Closing the Gap: Addressing STEM Workforce Challenges
SOURCE: EDUCAUSE
By Cameron Evans (National and Chief Technology Officer, U.S. Education, for Microsoft), Madeleine McKenna (U.S. Government Affairs Fellow with Microsoft), and Beneva Schulte (Executive Director of the inSPIRE STEM USA Coalition)
Few people know better than higher education professionals about the power of technological innovation to reinvent the ways in which we learn and work. With advances in mobile technology, online learning platforms, and open-course content, colleges and universities can now bring education to students’ fingertips, literally. Moreover, IT-skills-heavy jobs are some of the fastest-growing and best-paying jobs available, and technological know-how is becoming increasingly important for performance in any job. In order to harness the promise of technology to deliver improved educational outcomes and sustained economic growth, however, the United States must face a critical workforce-development challenge: in the country today, there are simply not enough people with the high-tech skills needed to fill open positions in tech-dependent fields. Innovative recruiting and training strategies are not enough to address these workforce challenges. Innovative policies are needed too.

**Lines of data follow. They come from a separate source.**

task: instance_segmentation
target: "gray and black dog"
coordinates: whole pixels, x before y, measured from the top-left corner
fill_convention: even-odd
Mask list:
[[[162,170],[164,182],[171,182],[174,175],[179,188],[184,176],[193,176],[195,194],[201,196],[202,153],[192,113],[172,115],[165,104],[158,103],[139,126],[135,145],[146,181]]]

Let’s consider computing professions. By the end of the decade, the U.S. economy will annually create 120,000 new jobs requiring a bachelor’s degree in computer science, yet the country’s higher education system is currently producing only 51,000 such degrees per year. Unemployment rates also point to an overheated marketplace for high-tech workers. The unemployment rate in computer-related occupations is 3.4 percent, markedly below the national unemployment rate (8.1%) and lower than the unemployment rate among bachelor’s degree holders (4.1%).
Higher education institutions’ IT departments are not immune to these workforce shortages. Indeed, they may feel these challenges more acutely. In addition to competing with the private sector for very few applicants, colleges and universities offer relatively lower compensation. Unless the country changes course, its education system simply will not produce enough people for the high-tech positions that colleges, universities, and companies like Microsoft depend on to make their organizations successful and competitive in a globalized marketplace.